In comparison, an exemplary search-based single mode acoustic
approach can be conveniently deployed to both desktop and web
services. Especially for desktop based applications, an exemplary
approach can be naturally integrated into a desktop search
component, to facilitate search, browsing, and discovery of local
personal music resource. Furthermore, if metadata and user
listening preferences are available, a multi-modal approach can be
taken that improves local acoustic based search results, for
example, with CF-based and meta-based information retrieved from
the Web. Hence, an exemplary system may be multi-modal and rely on
more than acoustic information.
FIG. 5 shows an exemplary multi-modal method 510 that includes
various steps of the method 210 of FIG. 2. For example, the method
510 includes a selection block 514 for selecting a seed song, a
query formation block 518 for forming a query or queries and a
results block 522 for retrieving results based on a query (see,
e.g., blocks 214, 218 and 222 of FIG. 2). However, in the example
of FIG. 5, one or more additional blocks allow for multi-modal
query formation (shown by dashed lines) and/or multi-modal search
results (shown by dotted lines). For example, another selection
block 515 may allow a user to select additional information for use
in query formation and/or retrieval of search results. Such
additional information may act to filter results, enhance an
acoustic-based search, etc. A metadata block 516 may access
metadata about the seed song, for example, via the Internet or
other datastore. In turn, such metadata may be used in query
formation and/or results retrieval. Another block 517, can
introduce information about user history for a particular user or a
group of users. For example, a group called "friends" may be relied
on to gain information about what friends have been listening to.
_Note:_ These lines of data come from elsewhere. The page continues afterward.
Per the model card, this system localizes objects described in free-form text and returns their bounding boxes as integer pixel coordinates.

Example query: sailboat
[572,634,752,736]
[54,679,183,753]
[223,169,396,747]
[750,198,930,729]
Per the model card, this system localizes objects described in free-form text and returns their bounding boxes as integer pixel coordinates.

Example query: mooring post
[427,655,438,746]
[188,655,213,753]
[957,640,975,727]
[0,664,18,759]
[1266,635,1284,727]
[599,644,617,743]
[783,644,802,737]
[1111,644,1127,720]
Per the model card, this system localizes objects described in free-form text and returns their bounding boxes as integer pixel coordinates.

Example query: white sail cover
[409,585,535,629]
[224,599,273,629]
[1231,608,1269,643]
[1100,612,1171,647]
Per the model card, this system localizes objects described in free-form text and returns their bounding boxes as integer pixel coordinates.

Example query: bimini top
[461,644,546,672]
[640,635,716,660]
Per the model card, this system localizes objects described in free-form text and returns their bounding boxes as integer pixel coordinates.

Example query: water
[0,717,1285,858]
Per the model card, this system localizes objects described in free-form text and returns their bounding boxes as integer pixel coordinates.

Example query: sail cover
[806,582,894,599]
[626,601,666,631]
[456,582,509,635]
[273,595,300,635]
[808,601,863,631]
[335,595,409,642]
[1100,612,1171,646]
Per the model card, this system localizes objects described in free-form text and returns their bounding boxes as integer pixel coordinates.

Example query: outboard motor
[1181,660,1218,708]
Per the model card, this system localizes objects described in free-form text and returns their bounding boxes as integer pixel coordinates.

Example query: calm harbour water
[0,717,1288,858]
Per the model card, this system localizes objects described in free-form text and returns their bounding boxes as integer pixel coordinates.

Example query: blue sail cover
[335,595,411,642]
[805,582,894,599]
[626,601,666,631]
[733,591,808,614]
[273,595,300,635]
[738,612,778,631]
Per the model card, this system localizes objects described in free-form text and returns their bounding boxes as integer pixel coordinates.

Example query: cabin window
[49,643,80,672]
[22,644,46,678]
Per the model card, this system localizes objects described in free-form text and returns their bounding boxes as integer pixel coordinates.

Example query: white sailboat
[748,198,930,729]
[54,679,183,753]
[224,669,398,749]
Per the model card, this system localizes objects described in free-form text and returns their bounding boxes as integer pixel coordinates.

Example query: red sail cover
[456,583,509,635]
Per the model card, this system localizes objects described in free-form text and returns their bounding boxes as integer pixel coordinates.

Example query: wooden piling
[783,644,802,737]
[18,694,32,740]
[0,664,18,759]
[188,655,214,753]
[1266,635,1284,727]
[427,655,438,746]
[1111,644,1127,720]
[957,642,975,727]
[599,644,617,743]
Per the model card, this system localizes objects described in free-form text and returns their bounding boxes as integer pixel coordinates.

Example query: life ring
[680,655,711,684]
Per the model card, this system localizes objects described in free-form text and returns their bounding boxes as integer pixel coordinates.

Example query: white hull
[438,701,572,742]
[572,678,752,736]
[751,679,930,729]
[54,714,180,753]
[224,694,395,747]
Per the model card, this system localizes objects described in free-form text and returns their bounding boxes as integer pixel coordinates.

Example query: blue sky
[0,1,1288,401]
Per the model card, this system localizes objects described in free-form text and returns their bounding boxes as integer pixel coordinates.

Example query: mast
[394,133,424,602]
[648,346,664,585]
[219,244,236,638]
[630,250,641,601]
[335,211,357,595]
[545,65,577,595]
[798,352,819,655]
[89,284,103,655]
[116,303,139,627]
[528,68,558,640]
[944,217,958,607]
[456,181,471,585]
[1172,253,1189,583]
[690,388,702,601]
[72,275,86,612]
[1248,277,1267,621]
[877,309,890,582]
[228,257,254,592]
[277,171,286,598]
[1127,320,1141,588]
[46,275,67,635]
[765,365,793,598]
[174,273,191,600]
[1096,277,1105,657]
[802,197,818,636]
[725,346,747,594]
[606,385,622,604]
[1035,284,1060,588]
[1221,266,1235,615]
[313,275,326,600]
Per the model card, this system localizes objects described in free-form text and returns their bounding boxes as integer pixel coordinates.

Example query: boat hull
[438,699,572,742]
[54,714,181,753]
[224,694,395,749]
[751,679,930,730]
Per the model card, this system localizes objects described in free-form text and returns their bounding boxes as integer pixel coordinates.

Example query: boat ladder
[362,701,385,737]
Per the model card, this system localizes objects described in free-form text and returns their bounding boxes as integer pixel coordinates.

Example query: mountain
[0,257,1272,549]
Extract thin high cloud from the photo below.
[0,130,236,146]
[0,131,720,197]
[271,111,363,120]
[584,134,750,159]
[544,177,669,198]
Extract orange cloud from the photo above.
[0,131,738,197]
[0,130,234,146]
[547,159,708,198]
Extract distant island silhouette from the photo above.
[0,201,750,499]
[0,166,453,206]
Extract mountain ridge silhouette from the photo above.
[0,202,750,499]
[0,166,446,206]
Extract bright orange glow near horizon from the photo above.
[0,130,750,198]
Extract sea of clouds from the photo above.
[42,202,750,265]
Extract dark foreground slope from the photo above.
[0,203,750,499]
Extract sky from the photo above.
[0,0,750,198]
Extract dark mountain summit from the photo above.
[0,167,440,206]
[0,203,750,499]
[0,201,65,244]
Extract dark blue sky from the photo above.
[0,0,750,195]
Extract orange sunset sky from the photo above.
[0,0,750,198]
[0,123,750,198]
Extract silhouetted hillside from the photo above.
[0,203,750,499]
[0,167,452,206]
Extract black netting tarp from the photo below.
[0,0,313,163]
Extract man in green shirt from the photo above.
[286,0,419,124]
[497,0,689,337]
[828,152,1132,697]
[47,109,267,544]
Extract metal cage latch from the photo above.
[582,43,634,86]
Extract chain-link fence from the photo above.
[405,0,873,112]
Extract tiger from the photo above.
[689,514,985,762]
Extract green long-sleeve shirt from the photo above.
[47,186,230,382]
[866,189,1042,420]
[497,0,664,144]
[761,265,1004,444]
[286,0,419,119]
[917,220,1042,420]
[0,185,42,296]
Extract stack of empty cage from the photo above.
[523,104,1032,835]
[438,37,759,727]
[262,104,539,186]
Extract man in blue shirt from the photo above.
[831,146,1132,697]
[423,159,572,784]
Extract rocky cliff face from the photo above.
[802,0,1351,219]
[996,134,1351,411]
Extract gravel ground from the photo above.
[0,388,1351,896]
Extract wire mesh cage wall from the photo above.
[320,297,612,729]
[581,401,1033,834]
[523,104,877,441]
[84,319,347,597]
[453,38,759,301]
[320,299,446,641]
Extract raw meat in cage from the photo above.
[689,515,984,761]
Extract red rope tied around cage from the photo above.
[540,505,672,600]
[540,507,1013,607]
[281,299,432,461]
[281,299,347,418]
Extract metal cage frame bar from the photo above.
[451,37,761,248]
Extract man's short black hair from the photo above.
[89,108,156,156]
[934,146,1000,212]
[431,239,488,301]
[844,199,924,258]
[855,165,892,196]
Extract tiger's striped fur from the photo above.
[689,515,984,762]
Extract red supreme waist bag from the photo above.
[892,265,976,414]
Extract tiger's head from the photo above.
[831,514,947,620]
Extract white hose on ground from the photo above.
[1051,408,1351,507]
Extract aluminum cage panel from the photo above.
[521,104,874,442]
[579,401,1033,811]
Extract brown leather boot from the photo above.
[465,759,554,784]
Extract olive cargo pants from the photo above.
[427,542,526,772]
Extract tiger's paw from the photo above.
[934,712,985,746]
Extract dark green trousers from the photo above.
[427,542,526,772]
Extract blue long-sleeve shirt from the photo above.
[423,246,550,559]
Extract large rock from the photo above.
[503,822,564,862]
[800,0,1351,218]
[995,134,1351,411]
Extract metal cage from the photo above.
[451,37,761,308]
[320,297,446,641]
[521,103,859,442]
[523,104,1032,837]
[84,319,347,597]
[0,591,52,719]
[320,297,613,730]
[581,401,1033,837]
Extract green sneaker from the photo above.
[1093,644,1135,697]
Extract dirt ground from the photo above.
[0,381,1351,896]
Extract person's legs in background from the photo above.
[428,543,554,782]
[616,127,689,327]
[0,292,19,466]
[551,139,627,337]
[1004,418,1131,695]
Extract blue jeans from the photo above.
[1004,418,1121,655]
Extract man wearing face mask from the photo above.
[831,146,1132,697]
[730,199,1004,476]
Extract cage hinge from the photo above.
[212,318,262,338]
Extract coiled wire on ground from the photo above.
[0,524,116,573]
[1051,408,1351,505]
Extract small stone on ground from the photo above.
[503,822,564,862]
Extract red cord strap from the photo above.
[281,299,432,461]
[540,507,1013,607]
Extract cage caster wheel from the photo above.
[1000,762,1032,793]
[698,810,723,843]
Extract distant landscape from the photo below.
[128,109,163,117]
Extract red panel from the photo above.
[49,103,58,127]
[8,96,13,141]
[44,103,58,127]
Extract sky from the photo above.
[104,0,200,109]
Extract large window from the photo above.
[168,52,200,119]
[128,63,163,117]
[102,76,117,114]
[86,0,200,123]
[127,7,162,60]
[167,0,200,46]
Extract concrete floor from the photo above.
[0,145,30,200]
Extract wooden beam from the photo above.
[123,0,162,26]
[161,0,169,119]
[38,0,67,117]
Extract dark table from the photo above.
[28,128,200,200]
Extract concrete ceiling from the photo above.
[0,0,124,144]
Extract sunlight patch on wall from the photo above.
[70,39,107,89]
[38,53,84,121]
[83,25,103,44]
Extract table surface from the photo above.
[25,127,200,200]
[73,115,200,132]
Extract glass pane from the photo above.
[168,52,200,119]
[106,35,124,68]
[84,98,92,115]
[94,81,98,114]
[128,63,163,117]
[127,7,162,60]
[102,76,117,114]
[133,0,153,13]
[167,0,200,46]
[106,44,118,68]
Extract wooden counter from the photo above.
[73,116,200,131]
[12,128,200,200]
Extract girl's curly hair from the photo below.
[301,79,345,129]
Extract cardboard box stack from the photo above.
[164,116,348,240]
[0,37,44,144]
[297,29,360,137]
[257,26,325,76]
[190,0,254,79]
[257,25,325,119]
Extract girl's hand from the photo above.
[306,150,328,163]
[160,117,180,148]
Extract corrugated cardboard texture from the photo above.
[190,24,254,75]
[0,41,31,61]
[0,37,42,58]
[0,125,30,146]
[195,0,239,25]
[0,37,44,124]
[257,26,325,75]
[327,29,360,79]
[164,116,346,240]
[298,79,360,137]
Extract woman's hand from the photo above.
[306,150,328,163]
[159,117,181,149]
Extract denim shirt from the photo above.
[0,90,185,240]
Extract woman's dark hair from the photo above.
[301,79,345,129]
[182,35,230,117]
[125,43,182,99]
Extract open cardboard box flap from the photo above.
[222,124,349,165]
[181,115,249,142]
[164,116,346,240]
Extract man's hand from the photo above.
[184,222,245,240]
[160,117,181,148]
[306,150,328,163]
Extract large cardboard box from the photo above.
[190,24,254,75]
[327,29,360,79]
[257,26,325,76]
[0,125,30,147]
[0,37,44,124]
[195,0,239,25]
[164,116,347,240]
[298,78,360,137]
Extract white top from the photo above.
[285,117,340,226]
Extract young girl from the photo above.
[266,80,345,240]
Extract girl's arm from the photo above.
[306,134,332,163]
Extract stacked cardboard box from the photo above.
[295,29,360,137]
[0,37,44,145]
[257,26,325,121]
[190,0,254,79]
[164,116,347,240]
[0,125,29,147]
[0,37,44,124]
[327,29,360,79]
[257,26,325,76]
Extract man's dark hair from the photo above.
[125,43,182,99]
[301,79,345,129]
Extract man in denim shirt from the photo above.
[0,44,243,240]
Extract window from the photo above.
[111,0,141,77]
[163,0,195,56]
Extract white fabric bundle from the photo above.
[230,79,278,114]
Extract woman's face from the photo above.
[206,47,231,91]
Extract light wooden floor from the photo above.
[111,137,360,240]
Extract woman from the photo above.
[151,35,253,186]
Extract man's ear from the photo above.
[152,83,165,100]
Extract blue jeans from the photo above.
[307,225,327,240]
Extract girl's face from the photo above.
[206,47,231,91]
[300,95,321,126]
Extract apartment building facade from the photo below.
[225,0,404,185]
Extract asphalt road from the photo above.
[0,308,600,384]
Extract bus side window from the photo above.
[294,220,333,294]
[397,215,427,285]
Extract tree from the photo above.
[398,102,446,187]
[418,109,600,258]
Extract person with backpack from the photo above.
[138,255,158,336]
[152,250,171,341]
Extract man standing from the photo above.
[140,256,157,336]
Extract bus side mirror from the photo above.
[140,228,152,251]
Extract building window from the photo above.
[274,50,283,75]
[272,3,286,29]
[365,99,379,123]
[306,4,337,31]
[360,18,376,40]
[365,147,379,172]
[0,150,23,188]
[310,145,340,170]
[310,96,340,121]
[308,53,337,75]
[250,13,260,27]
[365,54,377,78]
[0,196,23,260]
Alternatively, the history block 517 may track history of a single
user of a device (e.g., a portable device, a PC, etc.) and use this
information (e.g., user preferences) to enhance performance.
Described herein are various exemplary search-based techniques for
scalable music recommendation. In various examples, through
acoustic analysis, music pieces are first transformed to sequences
of music signatures. Based on such analysis and transformation, an
LSH-based scale-sensitive technique can index the music pieces for
an effective similarity search.
According to a given data scale, an exemplary method can
numerically estimate the appropriate parameters to index various
scales of music collections, and thus guarantees that an optimum
number of nearest neighbors can be returned in search.
In an exemplary recommendation stage, representative signatures
from snippets of a seed piece can be first selected as query terms
to retrieve pieces with similar melodies from an indexed dataset.
Then, a relevance function can be used to sort the search results
by considering criteria like matching ratio, temporal order, term
weight, and matching confidence.
An exemplary scheme can generate dynamic playlists using search
results.
Trial evaluations for an exemplary system demonstrate performance
aspects related to system efficiency, content consistency, and
subjective satisfaction for various music collections (e.g., from
around 1,000 music pieces to more than 100,000 music pieces).
An exemplary approach optionally, besides using relevance (dynamic)
ranking, can implement static ranks such as sound quality. An
exemplary approach optionally integrates music popularity
information to improve suggestions. Moreover, a system may evaluate
more sophisticated acoustic features to discover one or more
features that improve or facilitate music recommendation.
An exemplary system may include user preferences, for example,
modeled by tracking operational behavior and listening
histories.
As described herein, an exemplary method may be implemented in the
form of processor or computer executable instructions. For example,
portable music playing devices include instructions and associated
circuitry to play music stored as digital files (e.g., in a digital
format). Such devices may include public and/or proprietary
instructions or circuits to decode information, manage digital
rights, etc. With respect to instructions germane to scalable music
search, FIG. 6 shows various exemplary modules 600 that include
such instructions. One or more of the modules 600 may be used in a
single device or in multiple devices to form a system. Some
examples are shown as a portable device 630, a personal computer
640, a server with a datastore 650 and a networked system 660
(e.g., where the network may be an intranet or the Internet).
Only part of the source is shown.